Что касается невымышленной реальности, то, помимо возникшего именно в середине 1870‐х годов редстокизма, о референциях к которому в АК ведется речь в гл. 4 наст. изд., в петербургской аристократии еще до того имелись также последователи так называемой Вселенской апостольской церкви, зародившейся еще в 1830‐х годах в Англии, или «ирвингисты» (от имени проповедника Э. Ирвинга). Среди них во второй половине 1870‐х была особенно активна лично знакомая Толстому по его заграничным встречам начала 1860‐х годов княжна Мария Михайловна Дондукова-Корсакова (1828–1909), широко известная своей благотворительной деятельностью – и отчасти похожая на некую комбинацию из черт мадам Шталь и Вареньки (см. записи о беседах с Дондуковой-Корсаковой и об ирвингистских чтениях в дневнике А. А. Толстой: РГАЛИ. Ф. 318. Оп. 2. Д. 43. Л. 99–100, 102, 103 (записи от 15, 22 января, 5 и 15 февраля 1875 г.); см. также: Мазур Т. Р. Дондукова-Корсакова Мария Михайловна // Лев Толстой и его современники: Энциклопедия / Под общ. ред. Н. И. Бурнашевой. Вып. 3. Тула, 2016. С. 178–181; Переписка Л. Н. Толстого с сестрой и братьями / Сост., подгот. текста, комм. Н. А. Калининой, В. В. Лозбяковой, Т. Г. Никифоровой. М.: Худож. лит., 1990. С. 231–232, 238–239, 241–247).
Согласно семейному преданию (см.: Толстой С. Л. Об отражении жизни в «Анне Карениной». Из воспоминаний С. Л. Толстого // Литературное наследство. Т. 37/38. М., 1939. С. 576), прототипами мадам Шталь и Вареньки послужили, соответственно, старшая родственница М. М. Дондуковой-Корсаковой княгиня Елена Александровна Голицына, в 1860 году во Франции помогавшая Толстому и его сестре ухаживать за их смертельно больным братом Николаем, и ее племянница Екатерина Александровна Корсакова, которою Толстой был тогда же мимолетно увлечен.
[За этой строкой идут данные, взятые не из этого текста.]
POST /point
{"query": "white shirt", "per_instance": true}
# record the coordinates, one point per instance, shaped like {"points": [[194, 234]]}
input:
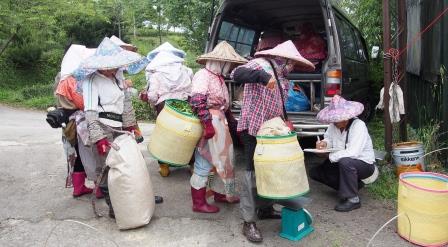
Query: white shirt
{"points": [[100, 89], [359, 144]]}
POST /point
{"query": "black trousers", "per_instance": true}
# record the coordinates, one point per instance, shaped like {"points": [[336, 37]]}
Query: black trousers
{"points": [[344, 176], [249, 144]]}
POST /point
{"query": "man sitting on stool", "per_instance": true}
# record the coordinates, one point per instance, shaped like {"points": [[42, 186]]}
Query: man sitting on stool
{"points": [[349, 168]]}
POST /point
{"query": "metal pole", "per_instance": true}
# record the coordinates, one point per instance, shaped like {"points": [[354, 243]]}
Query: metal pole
{"points": [[403, 29], [387, 76]]}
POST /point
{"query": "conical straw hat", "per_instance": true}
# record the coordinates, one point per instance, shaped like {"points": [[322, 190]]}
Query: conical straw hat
{"points": [[340, 110], [223, 52], [110, 56], [287, 50]]}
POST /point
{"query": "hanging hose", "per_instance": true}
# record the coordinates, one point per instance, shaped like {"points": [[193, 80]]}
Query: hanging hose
{"points": [[387, 223]]}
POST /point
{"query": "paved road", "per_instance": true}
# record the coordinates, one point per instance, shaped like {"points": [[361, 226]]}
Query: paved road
{"points": [[34, 203]]}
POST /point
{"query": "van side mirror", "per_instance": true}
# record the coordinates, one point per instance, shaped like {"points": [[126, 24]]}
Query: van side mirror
{"points": [[375, 51]]}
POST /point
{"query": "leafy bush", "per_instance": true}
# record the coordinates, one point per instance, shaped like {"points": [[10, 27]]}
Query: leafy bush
{"points": [[25, 56], [89, 30]]}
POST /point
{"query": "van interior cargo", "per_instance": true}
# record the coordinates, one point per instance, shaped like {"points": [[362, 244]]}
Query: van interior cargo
{"points": [[245, 23]]}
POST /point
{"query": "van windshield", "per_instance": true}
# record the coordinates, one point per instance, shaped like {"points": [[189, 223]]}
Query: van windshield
{"points": [[240, 38]]}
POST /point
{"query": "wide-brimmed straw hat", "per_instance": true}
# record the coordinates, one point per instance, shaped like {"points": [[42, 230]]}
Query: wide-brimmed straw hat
{"points": [[286, 50], [108, 55], [223, 52], [120, 42], [168, 48], [340, 110], [269, 40]]}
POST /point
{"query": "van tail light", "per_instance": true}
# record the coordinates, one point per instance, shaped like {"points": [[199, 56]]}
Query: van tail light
{"points": [[333, 85]]}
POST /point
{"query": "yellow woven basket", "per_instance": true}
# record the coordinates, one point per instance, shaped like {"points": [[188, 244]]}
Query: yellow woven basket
{"points": [[423, 208], [175, 136], [280, 167]]}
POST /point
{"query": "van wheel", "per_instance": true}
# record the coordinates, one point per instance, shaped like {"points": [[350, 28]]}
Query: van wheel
{"points": [[367, 114]]}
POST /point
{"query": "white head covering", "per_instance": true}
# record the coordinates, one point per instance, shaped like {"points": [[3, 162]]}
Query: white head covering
{"points": [[169, 69], [110, 56], [168, 48], [218, 67], [163, 58], [74, 56]]}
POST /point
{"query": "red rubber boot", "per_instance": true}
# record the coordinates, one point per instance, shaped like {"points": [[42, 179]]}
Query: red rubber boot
{"points": [[199, 202]]}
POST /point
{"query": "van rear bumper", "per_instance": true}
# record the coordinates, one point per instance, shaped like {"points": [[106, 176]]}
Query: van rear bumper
{"points": [[305, 124]]}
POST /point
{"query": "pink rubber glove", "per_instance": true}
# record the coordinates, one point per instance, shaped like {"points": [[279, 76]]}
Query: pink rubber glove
{"points": [[209, 131], [102, 146]]}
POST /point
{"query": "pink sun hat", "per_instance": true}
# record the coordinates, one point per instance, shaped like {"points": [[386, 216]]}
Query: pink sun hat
{"points": [[287, 50], [340, 110]]}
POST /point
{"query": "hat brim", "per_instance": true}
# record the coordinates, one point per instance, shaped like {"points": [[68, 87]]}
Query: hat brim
{"points": [[124, 58], [351, 109], [297, 60], [203, 60]]}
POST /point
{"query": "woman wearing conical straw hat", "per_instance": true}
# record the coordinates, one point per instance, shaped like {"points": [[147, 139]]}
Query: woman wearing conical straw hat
{"points": [[348, 169], [210, 101], [261, 102]]}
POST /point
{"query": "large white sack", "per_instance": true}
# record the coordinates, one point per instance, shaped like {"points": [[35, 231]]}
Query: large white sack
{"points": [[130, 186]]}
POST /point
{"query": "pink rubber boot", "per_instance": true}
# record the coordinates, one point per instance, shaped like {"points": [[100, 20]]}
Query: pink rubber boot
{"points": [[79, 188]]}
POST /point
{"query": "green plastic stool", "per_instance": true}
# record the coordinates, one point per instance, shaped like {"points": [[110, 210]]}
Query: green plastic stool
{"points": [[296, 224]]}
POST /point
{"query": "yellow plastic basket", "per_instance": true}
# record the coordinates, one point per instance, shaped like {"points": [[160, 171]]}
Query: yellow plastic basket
{"points": [[280, 167], [175, 136], [423, 208]]}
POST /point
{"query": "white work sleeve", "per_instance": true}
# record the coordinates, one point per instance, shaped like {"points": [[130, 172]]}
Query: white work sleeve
{"points": [[358, 135]]}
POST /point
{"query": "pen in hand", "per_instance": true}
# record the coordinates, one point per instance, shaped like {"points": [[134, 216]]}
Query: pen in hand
{"points": [[318, 143]]}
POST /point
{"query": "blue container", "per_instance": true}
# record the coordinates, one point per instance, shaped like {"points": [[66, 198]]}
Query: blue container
{"points": [[296, 224]]}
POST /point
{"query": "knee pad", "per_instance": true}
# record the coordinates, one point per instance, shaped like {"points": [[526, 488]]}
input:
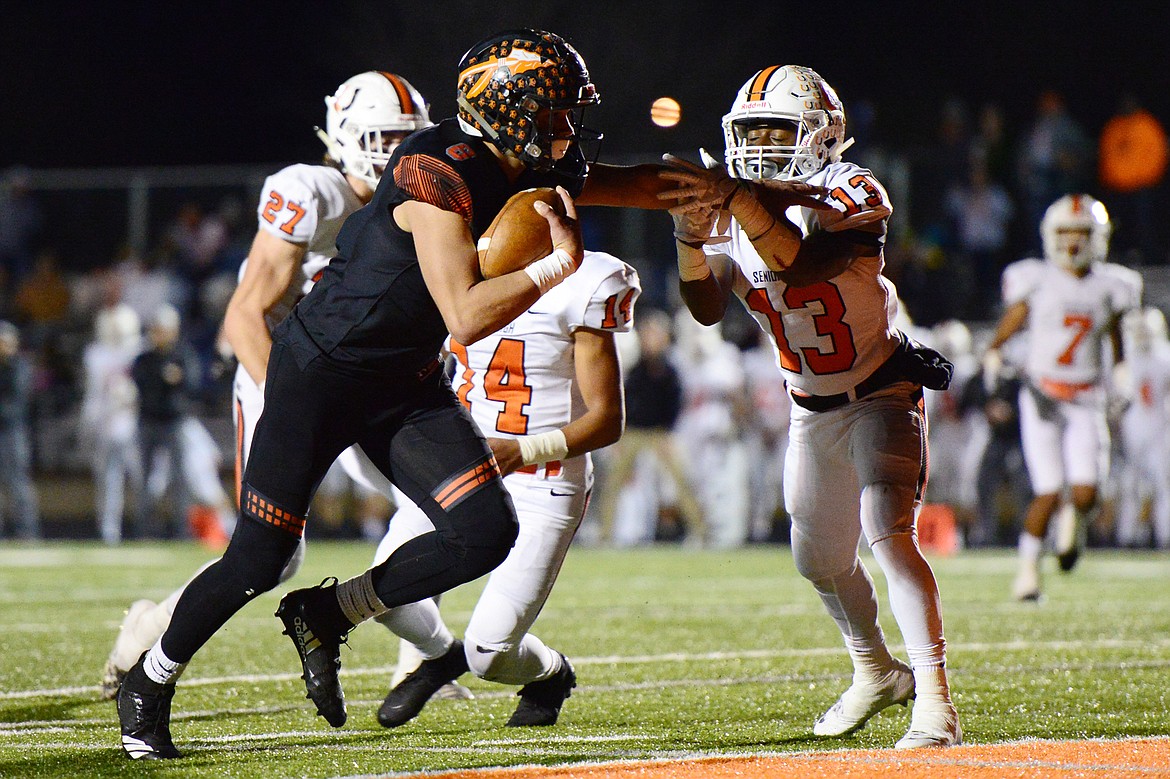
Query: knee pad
{"points": [[484, 664], [294, 563], [821, 560], [259, 555]]}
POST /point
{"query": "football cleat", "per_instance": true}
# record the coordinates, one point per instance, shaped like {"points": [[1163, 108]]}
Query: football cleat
{"points": [[144, 714], [319, 652], [864, 700], [539, 702], [406, 700], [128, 647], [408, 659], [1026, 586], [934, 723]]}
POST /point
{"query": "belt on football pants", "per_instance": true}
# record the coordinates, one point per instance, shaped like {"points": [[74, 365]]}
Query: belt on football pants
{"points": [[886, 374]]}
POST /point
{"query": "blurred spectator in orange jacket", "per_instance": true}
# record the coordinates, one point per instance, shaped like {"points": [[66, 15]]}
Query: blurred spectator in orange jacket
{"points": [[1131, 165]]}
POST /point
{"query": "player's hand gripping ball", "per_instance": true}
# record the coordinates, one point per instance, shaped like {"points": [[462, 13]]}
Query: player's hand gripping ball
{"points": [[518, 235]]}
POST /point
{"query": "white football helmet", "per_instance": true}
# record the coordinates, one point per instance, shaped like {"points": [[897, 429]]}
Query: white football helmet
{"points": [[1075, 232], [785, 94], [363, 108], [118, 326]]}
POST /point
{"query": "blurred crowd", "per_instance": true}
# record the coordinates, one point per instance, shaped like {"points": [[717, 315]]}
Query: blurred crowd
{"points": [[114, 371]]}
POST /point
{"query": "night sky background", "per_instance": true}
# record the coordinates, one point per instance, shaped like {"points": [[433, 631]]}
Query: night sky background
{"points": [[95, 84]]}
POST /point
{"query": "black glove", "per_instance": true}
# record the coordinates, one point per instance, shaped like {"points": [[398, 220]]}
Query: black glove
{"points": [[923, 365]]}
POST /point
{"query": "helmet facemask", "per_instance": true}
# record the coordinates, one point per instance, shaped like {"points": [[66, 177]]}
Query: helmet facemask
{"points": [[1075, 232]]}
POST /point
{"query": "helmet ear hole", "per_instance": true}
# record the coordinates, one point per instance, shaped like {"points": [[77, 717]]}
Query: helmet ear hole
{"points": [[363, 108]]}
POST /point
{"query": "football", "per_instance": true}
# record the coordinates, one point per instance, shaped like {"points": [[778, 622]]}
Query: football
{"points": [[517, 235]]}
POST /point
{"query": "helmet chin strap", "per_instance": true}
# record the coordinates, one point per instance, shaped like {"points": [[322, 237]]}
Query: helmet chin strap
{"points": [[484, 125]]}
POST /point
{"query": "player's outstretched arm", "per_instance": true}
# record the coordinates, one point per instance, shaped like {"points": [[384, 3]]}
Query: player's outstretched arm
{"points": [[633, 186], [272, 268]]}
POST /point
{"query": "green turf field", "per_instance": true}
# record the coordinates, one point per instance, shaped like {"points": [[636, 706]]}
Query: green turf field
{"points": [[678, 653]]}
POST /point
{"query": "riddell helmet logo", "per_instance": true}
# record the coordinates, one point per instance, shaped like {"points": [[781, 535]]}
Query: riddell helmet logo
{"points": [[517, 61], [344, 98]]}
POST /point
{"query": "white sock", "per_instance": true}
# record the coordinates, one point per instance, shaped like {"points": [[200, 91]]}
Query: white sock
{"points": [[159, 668], [1030, 546], [358, 599], [930, 683]]}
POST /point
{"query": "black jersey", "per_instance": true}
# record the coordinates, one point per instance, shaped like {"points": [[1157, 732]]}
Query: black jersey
{"points": [[371, 311]]}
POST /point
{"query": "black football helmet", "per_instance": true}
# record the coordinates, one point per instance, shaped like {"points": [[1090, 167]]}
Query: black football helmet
{"points": [[506, 80]]}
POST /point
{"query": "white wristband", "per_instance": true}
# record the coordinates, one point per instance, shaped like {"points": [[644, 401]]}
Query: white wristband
{"points": [[544, 447], [551, 270]]}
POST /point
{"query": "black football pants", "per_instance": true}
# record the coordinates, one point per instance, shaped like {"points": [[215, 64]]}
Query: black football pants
{"points": [[413, 429]]}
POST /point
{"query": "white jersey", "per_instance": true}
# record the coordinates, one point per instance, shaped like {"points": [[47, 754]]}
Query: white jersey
{"points": [[305, 205], [110, 404], [521, 380], [1068, 319], [828, 336]]}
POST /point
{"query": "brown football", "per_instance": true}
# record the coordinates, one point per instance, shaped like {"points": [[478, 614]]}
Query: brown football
{"points": [[517, 235]]}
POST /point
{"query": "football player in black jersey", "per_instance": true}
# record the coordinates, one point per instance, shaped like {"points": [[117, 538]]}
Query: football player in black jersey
{"points": [[356, 363]]}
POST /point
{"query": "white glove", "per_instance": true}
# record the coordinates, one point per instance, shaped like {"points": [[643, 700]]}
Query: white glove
{"points": [[992, 364]]}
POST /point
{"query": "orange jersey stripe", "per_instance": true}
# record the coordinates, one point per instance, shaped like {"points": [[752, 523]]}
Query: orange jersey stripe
{"points": [[433, 181], [759, 83]]}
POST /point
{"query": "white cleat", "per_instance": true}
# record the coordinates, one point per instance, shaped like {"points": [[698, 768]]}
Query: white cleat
{"points": [[128, 647], [934, 723], [864, 700], [1026, 586]]}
О личности Е. Корсаковой известно совсем немного; из сохранившегося же письма Е. Голицыной Толстому, где та деликатно убеждает адресата в необходимости откровенно объясниться с Корсаковой о своих намерениях, не проступает ни чопорности, ни святошества, свойственных мадам Шталь (ОР ГМТ. Ф. 1. № 144/19–2 (письмо б. д., датируется началом апреля н. ст. 1861 года на основании содержания и в сопоставлении с дневниковой записью Толстого от 6/18 апреля того же года [Юб. Т. 48. С. 34]); см. также: Дробат Л. С. Голицына Елена Александровна // Лев Толстой и его современники. Вып. 3. С. 141 [утверждение автора, что письма Голицыной Толстому не сохранились, ошибочно]).
119
Р28: 4. Как и во многих других случаях, ОТ здесь менее прямолинеен: Каренин – религиозный, но считающий нужным следить за новинками вполне мирской поэзии – читает Duc de Lille, «Poésie des enfers» (111/1:33).
120
Тургенев И. С. Полн. собр. соч. и писем. Т. 7. С. 405–406. См. также: Кийко Е. И. Комментарии. Там же. С. 556–557. Тот же кружок очерчен всего несколькими штрихами, но с ясно читающимся намеком на влияние императрицы в одной из повестей А. Н. Апухтина, действие которой происходит в начале 1870‐х: Апухтин А. Н. Архив графини Д**. Повесть в письмах // Он же. Сочинения: Стихотворения; Проза. М.: Худож. лит., 1985. С. 401–441, см. в особ. 437.